Cosa c’entrano balene, libellule, zebre e pomodori con l’economia? In che modo possono aiutarci a uscire dalla crisi in cui siamo sprofondati? Una crisi della civiltà, dei modi di produrre e consumare. In natura non esistono disoccupati e neppure rifiuti. Tutti svolgono un compito e gli scarti degli uni diventano materia prima per altri, in un sistema “a cascata” in cui niente viene sprecato. Lo spiega bene Gunter Pauli, imprenditore ed economista, autore di Blue economy (in libreria dal 20 ottobre), un volume sorprendente in cui sono raccontate le migliori 100 innovazioni ispirate dalla natura che possono cambiare il mondo e creare posti di lavoro. Parliamone con lui. L’autore sarà presente in Italia il 21 ottobre alle 18.30 alla Feltrinelli di Bologna e il 22 ottobre alle 14.00 al Politecnico di Torino, non fatevelo sfuggire.

Cos’è la blue economy e perché si chiama così? C’è qualche relazione con la green economy?
La green economy è il risultato del duro lavoro, delle strategie e dei sogni di molti di noi.
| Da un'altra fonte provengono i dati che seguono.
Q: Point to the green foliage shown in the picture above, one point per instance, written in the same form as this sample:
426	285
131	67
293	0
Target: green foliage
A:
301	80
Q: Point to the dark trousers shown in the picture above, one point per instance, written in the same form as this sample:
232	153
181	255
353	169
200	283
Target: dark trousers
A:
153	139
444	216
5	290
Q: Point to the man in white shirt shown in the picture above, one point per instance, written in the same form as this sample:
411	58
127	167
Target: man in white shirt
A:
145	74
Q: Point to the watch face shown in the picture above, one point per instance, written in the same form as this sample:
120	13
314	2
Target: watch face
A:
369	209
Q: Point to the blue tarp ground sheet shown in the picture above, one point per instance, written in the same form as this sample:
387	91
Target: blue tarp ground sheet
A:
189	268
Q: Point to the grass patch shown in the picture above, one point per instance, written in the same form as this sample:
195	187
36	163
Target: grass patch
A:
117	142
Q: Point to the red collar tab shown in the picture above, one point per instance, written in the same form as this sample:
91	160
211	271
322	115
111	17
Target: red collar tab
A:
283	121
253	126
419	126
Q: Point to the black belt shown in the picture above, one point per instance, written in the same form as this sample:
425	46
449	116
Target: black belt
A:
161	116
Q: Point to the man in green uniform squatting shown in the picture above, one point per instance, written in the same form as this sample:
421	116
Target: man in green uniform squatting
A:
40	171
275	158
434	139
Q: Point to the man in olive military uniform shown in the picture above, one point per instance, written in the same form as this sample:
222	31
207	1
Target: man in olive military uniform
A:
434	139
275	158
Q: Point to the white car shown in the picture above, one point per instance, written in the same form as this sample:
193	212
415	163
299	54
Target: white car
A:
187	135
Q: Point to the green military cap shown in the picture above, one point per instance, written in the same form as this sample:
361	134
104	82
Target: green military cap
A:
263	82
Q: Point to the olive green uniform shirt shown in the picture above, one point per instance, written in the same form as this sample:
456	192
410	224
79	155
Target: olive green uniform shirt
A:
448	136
A 30 anni di distanza dobbiamo però renderci conto che, nonostante si siano compiuti considerevoli passi avanti, siamo ancora lontani dall’averla realizzata.
Poi è sopraggiunta la crisi. I consumatori ne hanno risentito, si sono tagliati posti di lavoro e pensioni. La domanda da porsi è: in una situazione di crisi come quella che stiamo attraversando, come possiamo permetterci di sovvenzionare le energie verdi e credere che sempre più persone possano permettersi di pagare di più per prodotti ecologici?
Il problema è che abbiamo fatto del nostro meglio, però non abbiamo raggiunto più dell’1% dei consumatori e appena l’1% di energia.
Questa non vuole essere una critica ma una profonda riflessione su come agire meglio.
Prendere in considerazione tutte le innovazioni pronte per essere messe in atto, in molti casi già realizzate e commercializzate su scala locale, è un modo per modificare radicalmente il modello economico diffuso, e grazie all’introduzione di tali innovazioni ispirate dalla natura sarà possibile trasformare il sistema globale.
Innovando e generando ulteriore reddito, con più valore aggiunto, si creano quindi più posti di lavoro, creando così il capitale sociale, soddisfacendo i bisogni fondamentali di tutti con ciò di cui disponiamo.
Da qui il nome “blue economy”, o se si preferisce “green economy 2.0”. Il pianeta Terra visto dallo spazio è blu, ha un oceano blu e un cielo blu … verde è il colore solo delle piante!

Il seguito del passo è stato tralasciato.